彼女がお釈迦様から、人肉の味がするとして与えられたざくろ。今の彼女の手の中では、吉祥果として知られてる。

そんなことをお嬢に言ったら、彼女がざくろから連想するのは、ギリシャ神話のペルセポネだと。
地下の冥界の王であるハデスにさらわれたペルセポネは、騙されて冥界の食べ物を食べてしまって、地上に戻れなくなってしまうんだが。
私はすっかり失念してたが、これがざくろの実だったんだって。
そのせいで、1年のうちの4ヶ月を冥界で過ごさなければいけなくなったペルセポネを恋しがって、母である大地の女神・デメーテルは、この4ヶ月の間、地上に実りをもたらすのをやめてしまう。つまり、この4ヶ月が「冬」なのだ。
そう考えると、ざくろが山積みされる時期というのは、冬の始まりをも意味するんだなあ。

キリスト教では、再生と永遠の命の象徴で。宗教絵画にもたびたび描かれていて。
イブがエデンの園で食べたのは、りんごではなく、実はざくろだ、なんていう説もあるそうな。


ざくろの人気が高まったのは、女性ホルモンであるエストロゲンを含むらしい、という話から。
サプリやジュースが続々発売されて、ド素人の私も、Pomegramateと聞くと、ああ、女性にいいのよね、なんてぐらいは漠然と知ってたの。プチ更年期だし。(目をそらしながら)
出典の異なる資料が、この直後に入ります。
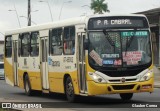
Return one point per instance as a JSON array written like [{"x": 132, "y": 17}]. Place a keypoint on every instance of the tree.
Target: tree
[{"x": 99, "y": 6}]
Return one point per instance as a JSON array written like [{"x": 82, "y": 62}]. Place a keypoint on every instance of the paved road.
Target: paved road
[{"x": 112, "y": 102}]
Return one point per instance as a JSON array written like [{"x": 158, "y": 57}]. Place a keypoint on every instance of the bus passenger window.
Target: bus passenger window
[
  {"x": 56, "y": 42},
  {"x": 34, "y": 51},
  {"x": 8, "y": 46},
  {"x": 25, "y": 40},
  {"x": 69, "y": 40}
]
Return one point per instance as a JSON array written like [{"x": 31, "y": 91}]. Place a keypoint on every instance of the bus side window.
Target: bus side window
[
  {"x": 25, "y": 44},
  {"x": 69, "y": 40},
  {"x": 56, "y": 42},
  {"x": 8, "y": 46},
  {"x": 34, "y": 51}
]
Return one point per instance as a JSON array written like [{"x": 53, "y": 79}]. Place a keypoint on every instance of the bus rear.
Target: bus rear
[{"x": 119, "y": 56}]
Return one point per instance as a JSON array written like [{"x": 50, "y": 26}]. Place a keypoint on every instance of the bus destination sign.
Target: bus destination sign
[{"x": 115, "y": 22}]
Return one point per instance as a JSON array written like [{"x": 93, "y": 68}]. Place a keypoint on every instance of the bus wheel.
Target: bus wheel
[
  {"x": 27, "y": 86},
  {"x": 69, "y": 90},
  {"x": 126, "y": 96}
]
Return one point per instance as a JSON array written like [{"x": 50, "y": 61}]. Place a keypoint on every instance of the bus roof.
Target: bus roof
[{"x": 62, "y": 23}]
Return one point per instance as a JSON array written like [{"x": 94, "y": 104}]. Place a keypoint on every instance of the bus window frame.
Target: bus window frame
[
  {"x": 10, "y": 56},
  {"x": 69, "y": 39},
  {"x": 22, "y": 35},
  {"x": 50, "y": 40},
  {"x": 36, "y": 44}
]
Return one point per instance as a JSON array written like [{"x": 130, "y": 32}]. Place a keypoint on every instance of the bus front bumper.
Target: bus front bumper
[{"x": 116, "y": 88}]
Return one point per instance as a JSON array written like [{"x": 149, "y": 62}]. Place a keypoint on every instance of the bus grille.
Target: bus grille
[
  {"x": 123, "y": 87},
  {"x": 118, "y": 80}
]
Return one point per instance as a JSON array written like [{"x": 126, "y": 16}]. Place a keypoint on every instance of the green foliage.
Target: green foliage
[{"x": 99, "y": 6}]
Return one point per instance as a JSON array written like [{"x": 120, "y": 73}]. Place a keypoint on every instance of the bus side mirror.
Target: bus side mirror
[{"x": 86, "y": 44}]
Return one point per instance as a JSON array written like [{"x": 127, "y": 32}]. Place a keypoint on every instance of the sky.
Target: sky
[{"x": 40, "y": 11}]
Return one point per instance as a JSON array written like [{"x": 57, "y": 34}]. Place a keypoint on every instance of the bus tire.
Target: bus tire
[
  {"x": 126, "y": 96},
  {"x": 69, "y": 90},
  {"x": 27, "y": 86}
]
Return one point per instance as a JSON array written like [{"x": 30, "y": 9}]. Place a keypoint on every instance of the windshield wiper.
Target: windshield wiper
[{"x": 110, "y": 42}]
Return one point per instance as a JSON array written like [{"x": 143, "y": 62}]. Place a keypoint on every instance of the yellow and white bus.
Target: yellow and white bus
[{"x": 90, "y": 55}]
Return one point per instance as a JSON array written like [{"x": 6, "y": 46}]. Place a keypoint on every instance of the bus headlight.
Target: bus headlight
[
  {"x": 147, "y": 76},
  {"x": 96, "y": 77}
]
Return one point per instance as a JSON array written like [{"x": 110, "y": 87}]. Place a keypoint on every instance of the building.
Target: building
[{"x": 153, "y": 16}]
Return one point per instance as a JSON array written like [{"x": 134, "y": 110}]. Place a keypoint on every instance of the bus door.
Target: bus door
[
  {"x": 15, "y": 62},
  {"x": 43, "y": 62},
  {"x": 81, "y": 64}
]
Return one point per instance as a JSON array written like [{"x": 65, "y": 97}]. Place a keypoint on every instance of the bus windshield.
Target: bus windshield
[{"x": 125, "y": 48}]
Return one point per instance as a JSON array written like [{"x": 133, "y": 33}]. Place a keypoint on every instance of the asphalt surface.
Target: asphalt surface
[{"x": 102, "y": 103}]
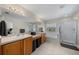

そんな、「女性」と結びつくイメージを、疑うことなく素直に受け入れてたのは、自分の中にしまわれていた、”昔々”で始まる話のおかげであるのかもね。
[PR]
by senrufan | 2009-11-20 08:30 | Trackback | Comments(6)
トラックバックURL : https://senrufan.exblog.jp/tb/12362005
トラックバックする(会員専用) [ヘルプ]
Commented by じゅん at 2009-11-22 16:13 x
こんにちは、じゅんです♪

あは!可愛いお嬢さんですね~「パットラシュ・・・」かぁ~
私も、家事がメンドーな時に旦那さまに言ってみようかしら(真剣!)

ざくろって、色んな神話があるんですね~
小さいころ、友達に「ざくろって人の肉の味がするんだって~」って聞いて
以来、なぜか口にしないです・・・記憶って怖いですね~^^;
でも、ざくろの実って、とっても綺麗♪サラダに入れてみようかしら~
Commented by Miyuki at 2009-11-23 11:43 x
*じゅんさん
こんにちは!
旦那様に、あ、それいいかも。私も言ってみようかなあ、って、私の場合、言う前に堂々とサボるんでした……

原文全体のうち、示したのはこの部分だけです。